ただ、この曲はそういうメッセージも大事なんですけど、バカラックのピアノが作るワルツの曲調。これが必殺技としてとにかく効いてるんですよね。このパターンって、その後のシンガーソングライターにも応用されてて、エイミー・マンとか、彼女のプロデューサーだったジョン・ブライオンに受け継がれてますね。

2.(They Long To Be)Close To You/Carpenters (1970 US#1 UK#6)

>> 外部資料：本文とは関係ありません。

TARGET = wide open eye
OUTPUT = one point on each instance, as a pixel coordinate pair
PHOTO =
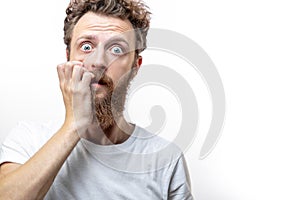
(116, 50)
(86, 47)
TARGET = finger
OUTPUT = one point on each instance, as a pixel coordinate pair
(87, 77)
(77, 73)
(68, 70)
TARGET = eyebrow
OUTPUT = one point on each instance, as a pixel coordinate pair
(108, 42)
(87, 37)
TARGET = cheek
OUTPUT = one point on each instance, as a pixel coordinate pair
(119, 68)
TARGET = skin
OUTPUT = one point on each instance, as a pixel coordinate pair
(22, 181)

2位はカーペンターズの「(They Long To Be) Close To You」。「遥かなる影」。これはもう、本当に美しい、構成も見事な名曲ですよね。

 カーペンターズというのは、さっきハーブ・アルパートのところで触れたレーベル、A&Mの抱えた、1970年当時の期待のアーティストだったんですよね。そういうこともあり、もともとは1964年にディオンヌ・ワーウィックのアルバムの収録曲だったこれが引っ張り出されてカーペンターズに歌われたんですけど、このアレンジの変わり方がとにかく大成功でした。兄リチャード・カーペンターズのピアノ・アレンジに、ゆったりとすきまをいかしながら入る名手ハル・ブレインのドラム。そしてカレンのアルトの美声。サビでのコール&レスポンスのハーモ二ー。2回目のサビ終わりでチャック・フィンドリーのトランペット・ソロ。そして、終わったかと思いきや、最後のリフレインで繰り返されるハーモニー。なにもかも完璧です。人の名曲を巧みなアレンジ解釈で歌うことのできる兄妹でしたけど、これは最高傑作ですね。

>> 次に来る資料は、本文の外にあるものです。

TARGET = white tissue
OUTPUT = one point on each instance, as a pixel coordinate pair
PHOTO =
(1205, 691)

1.Walk On By/Dionne Warwick(1964 US#6 UK#9)

そして1位は、ディオンヌ・ワーウィックの「Walk On By」。やっぱりバカラックの名刺代わりの1曲といえば、どうしてもこれになりますね。

もちろん、バカラック&デヴィッドの曲の最高の歌い手はディオンヌにおいて他はいません。彼女の曲を1位にすべきだと思うんですが、もう、条件がすべて完璧なんですよね。これは別れた元彼の姿を見るたびに泣かずにいられない女性の心理を歌ったものなんですけど、「ツッ、チャ、ツツ、チャ!」のR&Bリズムから重めに始まって、Aメロ進んだ後に「彼が通り過ぎる」という話のところでトランペット。ここまでは比較的淡々としてるんですけど、Bメロの途中で「I break down and cry」の裏で、すごく感情的に暗いピアノがちょっと不協気味に畳み掛けるんですよね。洗練されながらもものすごく暗いんですよね。

そして2コーラス目からストリングスでAメロからすごくゴージャスになったあと、2回目のBメロ終わりには前述のピアノに加え、女性バックコーラスが主人公の心を代弁するように「止まらないで(Dont Stop)」と釘を刺し、まだ若くて線の細い声だったディオンヌがなき震えるような声でフェイクを歌う。短いフレーズの中での音楽ドラマの演出がとにかく絶妙なんですよね。バカラックのコードや楽器の知識、スケールの大きなアレンジ力ゆえに産み得たものだと思いますね。